Denver would of been scary, Miller/Redd/Anthony/Martin/Camby. They are a true SG away from being true contenders with Dallas, Phoenix, San Antonio + maybe Houston


----------



## soulhunter (Nov 2, 2004)

Yeah, Denver is hella scary. They have like 8mil(?) to throw at a free agent SG. They are going to be good if Camby can continue his recent dominance.


----------



## Tersk (Apr 9, 2004)

Apparently Cleveland have signed Larry Hughes (5 years/60 million), thats a killer team with LeBron & Z. But was Larry going at it in his contract year? We'll just see

I hope JJ leaves the Suns


----------



## Amir (Mar 2, 2005)

It seems like Michael Redd is staying with Milwaukee after all.

I agree Theo, Larry Hughes, Le Bron and Z form a quite respectable triangle!


----------



## soulhunter (Nov 2, 2004)

Larry signing with the cavs is pretty big news. So that leaves WAS with a hole at SG, does this make it easier to pick up Kwame for Daniels or even Stack in a sign and trade?


----------



## Tersk (Apr 9, 2004)

Seattle have taken a step back, with Nate McMillan heading to Portland. They surely won't be as good as last season, seeing as how Nate is leaving.


----------



## Tersk (Apr 9, 2004)

I think Milwaukee just made themselves a playoff team, they signed Bobby Simmons for 5 years/47 million. 

Andrew Bogut/Dan Gadzuric
Joe Smith/Zaza Pachulia
Bobby Simmons/Desmond Mason
Michael Redd/Jiri Welsch
TJ Ford/Maurice Williams

They have the ROY and the 6th man of the year (and possibly comeback of the year), thats a solid lineup. Are Bulls now the worst team in the Central? :gasp:

Clippers got worse, so thats hopefully one more team which we got a W against.

Thoughts?


----------



## KokoTheMonkey (Aug 4, 2003)

A lot of moves have been happening recently. 

Kwame Brown is going to be traded to Washington for Caron Butler and Chucky Atkins. Unless the Lakers are sold on Vujacic, they have a huge void to fill at PG. Kwame Brown is a good talent, but he's going to have to improve and settle down for this trade to pay dividends for the Lakers.

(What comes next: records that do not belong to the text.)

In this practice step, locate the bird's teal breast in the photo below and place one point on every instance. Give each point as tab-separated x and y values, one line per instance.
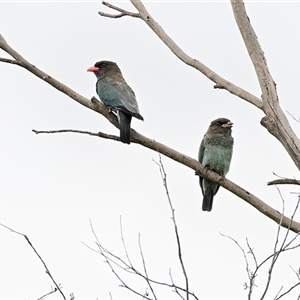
218	157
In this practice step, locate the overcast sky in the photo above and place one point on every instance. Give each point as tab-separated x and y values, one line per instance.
51	186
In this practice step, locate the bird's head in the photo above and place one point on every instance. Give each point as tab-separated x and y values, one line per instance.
220	126
104	68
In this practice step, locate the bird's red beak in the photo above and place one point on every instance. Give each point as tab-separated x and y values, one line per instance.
228	124
93	69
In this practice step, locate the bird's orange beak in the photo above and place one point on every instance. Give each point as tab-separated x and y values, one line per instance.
93	69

Francisco Oberto is signing with the Spurs. He's 6'10, and he's yet another guy from Argentina. This means that Scola won't be a Spur next season.

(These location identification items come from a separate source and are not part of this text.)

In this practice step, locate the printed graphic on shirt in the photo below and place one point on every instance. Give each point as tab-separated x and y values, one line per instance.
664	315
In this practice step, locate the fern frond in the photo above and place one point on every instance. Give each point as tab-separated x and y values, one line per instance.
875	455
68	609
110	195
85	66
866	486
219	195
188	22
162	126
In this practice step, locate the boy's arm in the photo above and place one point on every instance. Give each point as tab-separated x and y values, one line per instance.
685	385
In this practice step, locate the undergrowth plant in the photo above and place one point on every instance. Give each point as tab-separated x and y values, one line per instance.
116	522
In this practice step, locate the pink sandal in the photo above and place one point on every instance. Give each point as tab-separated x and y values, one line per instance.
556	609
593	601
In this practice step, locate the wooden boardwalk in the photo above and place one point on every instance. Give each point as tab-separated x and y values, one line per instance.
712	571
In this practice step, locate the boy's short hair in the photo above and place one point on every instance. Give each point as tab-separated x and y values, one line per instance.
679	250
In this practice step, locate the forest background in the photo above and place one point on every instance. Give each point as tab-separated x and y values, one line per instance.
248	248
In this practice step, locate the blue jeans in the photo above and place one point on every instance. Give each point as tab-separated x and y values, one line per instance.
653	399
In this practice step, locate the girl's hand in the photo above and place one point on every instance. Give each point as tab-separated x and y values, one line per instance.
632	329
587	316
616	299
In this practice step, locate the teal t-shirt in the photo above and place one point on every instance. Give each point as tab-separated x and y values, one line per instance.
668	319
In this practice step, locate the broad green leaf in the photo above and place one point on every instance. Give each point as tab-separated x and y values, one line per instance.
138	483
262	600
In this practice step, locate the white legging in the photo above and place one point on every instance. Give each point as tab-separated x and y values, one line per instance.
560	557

The Clippers have agreed with Cuttino Mobley. He replaces Bobby Simmons.


----------



## mavsman (Jun 11, 2003)

I hate the fact that it seems like the Mavs are sitting on thier hands. They don't seem to be active at all. I am hoping that it is because they already have something in place but they can't announce it until the 22nd and they don't want to announce it and have someone come in an screw it up in the mean time.

Although if other teams can announce what they are doing before it can actually get done (22nd) then why can't the Mavs?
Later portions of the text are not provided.